QFT, Noether and Invariance, Complex fields, Equal mass

[binbagsss]

Homework Statement

Question attached:

Hi
I am pretty stuck on part d.

I've broken the fields into real and imaginary parts as asked to and tried to compare where they previously canceled to the situation now- see below.

However I can't really see this giving me a hint of any sort unless the transformation of a field can be a function of both fields- but I don't believe this is allowed? Please correct me if I am wrong- please see below.

Homework Equations

please see below

The Attempt at a Solution

[/B]

I've broken the fields into real and imaginary parts as asked to and tried to compare where they previously canceled to the sitatuation now. I've wrote ##Im (\phi*)= -Im (\phi) ## to save introducing ##(/phi*) ## ofc. I see that the extra symmetries due to ##m_1=m_2## must be s.t the symmetries of ##\phi_1## and ##\phi_2## can now cancel via summation in the ##m^2## term rather than having to have the invariance hold sepereately, whilst at the same time preserving the symmetry of the derivaitve terms. I therefore suspect the solution may be ##sin ## or ##cos## now sufficing alone without the exponential, separately being able to have the imaginary and real parts cancelling.
Looking at the ##m_1^2## for ##\phi_1## term previously I had (the first bracket corresponding to ##phi_1## transformation and the second ##phi*_1## and so the transformation is negative exponential in the second bracket) :
##m_1^2 (cos \alpha Re(\phi) - sin \alpha Im(\phi) + i sin \alpha Re(\phi) + i cos \alpha Im(\phi)) . (cos \alpha Re(\phi) - sin \alpha Im(\phi) + i cos \alpha Im(\phi)) + i sin \alpha Re(\phi) ##

and the result of expanding this out and looking at the real parts is that the cos^2 sin^2 identity is used to get ##Im(\phi)^2+Re(\phi)^2## hence invariant and the cross-terms vanish (and I suspect the same is true for the imaginary parts).

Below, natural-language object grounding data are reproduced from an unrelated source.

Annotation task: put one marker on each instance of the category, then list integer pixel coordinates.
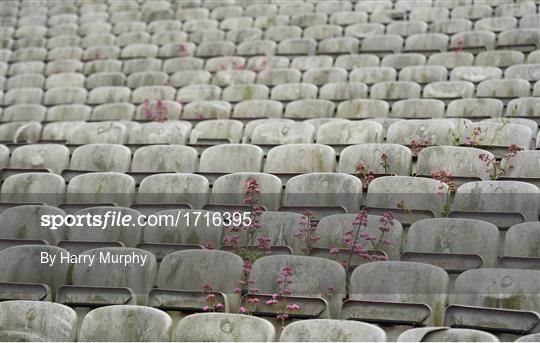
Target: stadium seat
(444, 333)
(230, 158)
(34, 187)
(189, 271)
(24, 320)
(331, 330)
(54, 157)
(331, 229)
(486, 290)
(125, 323)
(397, 284)
(165, 158)
(282, 133)
(324, 189)
(399, 157)
(101, 157)
(229, 189)
(101, 187)
(243, 328)
(309, 283)
(22, 264)
(174, 188)
(519, 246)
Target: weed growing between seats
(279, 300)
(212, 304)
(356, 241)
(156, 113)
(494, 167)
(445, 177)
(306, 235)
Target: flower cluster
(445, 177)
(251, 198)
(476, 138)
(494, 167)
(212, 304)
(355, 239)
(307, 232)
(283, 282)
(417, 146)
(365, 175)
(156, 113)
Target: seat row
(519, 39)
(106, 63)
(304, 14)
(498, 133)
(506, 89)
(165, 31)
(159, 327)
(160, 234)
(323, 77)
(517, 111)
(340, 192)
(183, 276)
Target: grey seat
(36, 320)
(126, 322)
(311, 330)
(243, 328)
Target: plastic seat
(174, 188)
(218, 129)
(34, 187)
(510, 197)
(201, 326)
(496, 24)
(419, 283)
(527, 72)
(362, 108)
(125, 322)
(443, 333)
(471, 108)
(507, 88)
(426, 42)
(456, 238)
(294, 91)
(399, 157)
(309, 108)
(229, 189)
(282, 133)
(300, 158)
(22, 264)
(418, 109)
(449, 90)
(452, 59)
(451, 26)
(54, 157)
(394, 90)
(347, 133)
(191, 270)
(258, 109)
(101, 187)
(101, 157)
(459, 161)
(16, 324)
(475, 74)
(312, 330)
(474, 287)
(230, 158)
(324, 189)
(304, 282)
(519, 245)
(207, 109)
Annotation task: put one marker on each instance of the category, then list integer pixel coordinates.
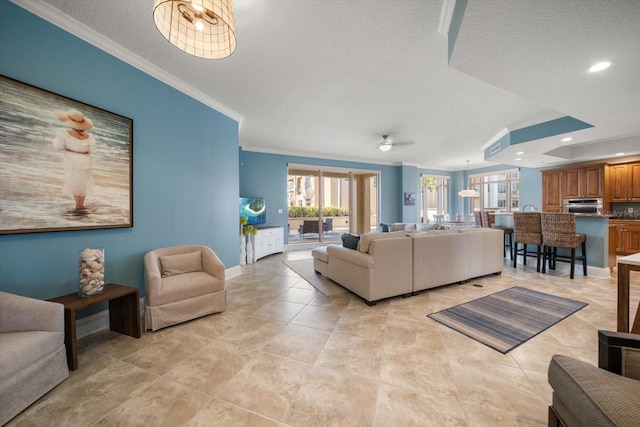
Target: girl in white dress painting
(77, 145)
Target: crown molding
(446, 14)
(59, 19)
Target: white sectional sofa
(400, 263)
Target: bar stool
(559, 231)
(528, 231)
(488, 222)
(477, 217)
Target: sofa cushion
(350, 241)
(320, 253)
(587, 393)
(20, 350)
(182, 263)
(367, 238)
(397, 227)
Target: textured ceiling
(328, 78)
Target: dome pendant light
(203, 28)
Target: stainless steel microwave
(593, 206)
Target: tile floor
(285, 355)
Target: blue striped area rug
(508, 318)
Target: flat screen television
(255, 209)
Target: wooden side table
(124, 314)
(625, 265)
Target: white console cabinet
(269, 240)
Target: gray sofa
(607, 395)
(33, 358)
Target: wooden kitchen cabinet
(628, 236)
(551, 190)
(624, 182)
(587, 181)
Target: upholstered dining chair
(182, 283)
(559, 231)
(527, 230)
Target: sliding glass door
(326, 202)
(435, 196)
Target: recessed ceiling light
(600, 66)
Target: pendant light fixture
(203, 28)
(469, 192)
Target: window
(435, 196)
(499, 190)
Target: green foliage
(312, 211)
(249, 229)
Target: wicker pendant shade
(203, 28)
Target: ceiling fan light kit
(470, 192)
(387, 143)
(202, 28)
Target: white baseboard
(233, 272)
(98, 322)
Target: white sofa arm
(22, 314)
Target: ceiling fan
(387, 143)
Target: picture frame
(409, 198)
(64, 165)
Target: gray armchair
(608, 395)
(33, 359)
(182, 283)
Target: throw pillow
(180, 264)
(350, 241)
(396, 227)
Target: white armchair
(182, 283)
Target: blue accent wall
(185, 162)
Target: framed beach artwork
(64, 165)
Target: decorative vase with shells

I can't really think how to use this as a hint though, unless you are a allowed a ##phi_1## transformation that is a function of both ##phi_1## and ##phi_2##, but I don't think this is allowed?

a thousand thanks to you my friend.

 

[MathematicalPhysicist]

You can find this exercise and its solution in several references in the web, I believe it appears in P&S, Srednicki in other words with a good search through google, you can find a solution to this exercise.
In fact this exercise appears in Radovanovic's problem book, problem 5.11.

 

[binbagsss]

You can find this exercise and its solution in several references in the web, I believe it appears in P&S, Srednicki in other words with a good search through google, you can find a solution to this exercise.
In fact this exercise appears in Radovanovic's problem book, problem 5.11.

many thanks for your reply, I had no idea about this book !

 

[binbagsss]

however, not to sure why no one replied to my question can the transformation be a function of both fields, quick question, yes or no answer, would have helped alot, but hey..

 

[MathematicalPhysicist]

however, not to sure why no one replied to my question can the transformation be a function of both fields, quick question, yes or no answer, would have helped alot, but hey..

With these type of QFT questions it's sort of impossible to solve without a reference at hand... :-D

 

[nrqed]

however, not to sure why no one replied to my question can the transformation be a function of both fields, quick question, yes or no answer, would have helped alot, but hey..

Yes, in general it is possible to do a transfer that contains all the fields.

 

[binbagsss]

With these type of QFT questions it's sort of impossible to solve without a reference at hand... :-D[/QUOTE
I don't suppose you know whether a similar sort of solution book may exist for string theory ?

Thanks ( in particular t-duality, massless states ) ?

 

[nrqed]

You might be interested in the solutions to Zwiebach's book on string theory.

 

[MathematicalPhysicist]

There's also a partial solution manual to Polchinski's 2-set volume, just type you know what into google.